To excel as a neuroscientist, it is crucial to embrace interdisciplinary learning. Neuroscience has evolved into a field that draws from diverse disciplines such as biology, psychology, computer science, physics, and mathematics. Having a broad knowledge base will help you understand the intricate workings of the brain. 


Additionally, proficiency in data science and AI is increasingly becoming important in  neuroscience. The field generates vast amounts of data, and data science techniques are vital for extracting meaningful insights from complex datasets. Familiarize yourself with data analysis methods, statistical approaches, and programming languages commonly used in data science.

Staying up-to-date with the latest literature is crucial in such a rapidly evolving field. Develop a habit of reading scientific papers regularly to stay informed about new discoveries, breakthroughs, and emerging trends in neuroscience. This will help you identify research gaps and opportunities for exploration.
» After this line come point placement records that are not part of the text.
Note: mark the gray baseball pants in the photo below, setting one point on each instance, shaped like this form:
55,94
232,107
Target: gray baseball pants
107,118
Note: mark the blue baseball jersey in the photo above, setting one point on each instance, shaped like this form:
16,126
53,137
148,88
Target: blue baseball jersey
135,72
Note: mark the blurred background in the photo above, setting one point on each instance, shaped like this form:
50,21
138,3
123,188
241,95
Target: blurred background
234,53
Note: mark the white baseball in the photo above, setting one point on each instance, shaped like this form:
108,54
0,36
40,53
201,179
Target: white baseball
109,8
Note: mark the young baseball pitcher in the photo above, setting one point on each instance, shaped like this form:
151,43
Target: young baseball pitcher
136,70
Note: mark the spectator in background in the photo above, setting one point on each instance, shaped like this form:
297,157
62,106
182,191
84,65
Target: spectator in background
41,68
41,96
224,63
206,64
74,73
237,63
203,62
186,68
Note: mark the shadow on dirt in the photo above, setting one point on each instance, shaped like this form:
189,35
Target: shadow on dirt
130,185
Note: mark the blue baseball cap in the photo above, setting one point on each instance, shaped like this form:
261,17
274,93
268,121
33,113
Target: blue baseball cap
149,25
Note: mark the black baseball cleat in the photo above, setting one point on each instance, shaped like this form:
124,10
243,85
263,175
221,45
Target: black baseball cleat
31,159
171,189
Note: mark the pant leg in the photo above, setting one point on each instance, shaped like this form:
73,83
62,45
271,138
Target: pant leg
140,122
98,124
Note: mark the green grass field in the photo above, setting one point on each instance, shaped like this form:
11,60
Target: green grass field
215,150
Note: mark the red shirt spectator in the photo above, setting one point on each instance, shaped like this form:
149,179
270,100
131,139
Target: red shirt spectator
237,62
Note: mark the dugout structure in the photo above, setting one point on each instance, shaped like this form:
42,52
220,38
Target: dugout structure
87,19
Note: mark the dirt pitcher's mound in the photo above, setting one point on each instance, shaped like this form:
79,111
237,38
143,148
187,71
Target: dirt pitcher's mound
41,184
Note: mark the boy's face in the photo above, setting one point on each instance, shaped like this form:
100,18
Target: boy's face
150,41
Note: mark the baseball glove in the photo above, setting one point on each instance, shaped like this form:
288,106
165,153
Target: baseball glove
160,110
Collaboration and networking are fundamental to success in neuroscience. Embrace collaborations with researchers from different disciplines to gain diverse perspectives and foster innovative projects. Attend conferences, seminars, and workshops to network with fellow neuroscientists, exchange ideas, and establish professional connections.

Strong critical thinking and problem-solving skills are essential in neuroscience research. The field presents us with complex questions and challenges that require the cultivation of these skills to tackle them effectively.


Becoming a successful neuroscientist requires dedication, continuous learning, and a passion for unraveling the mysteries of the brain. By embracing interdisciplinary knowledge, integrating data science and AI skills, engaging in research, and fostering effective communication, you should be on your path to becoming a good neuroscientist.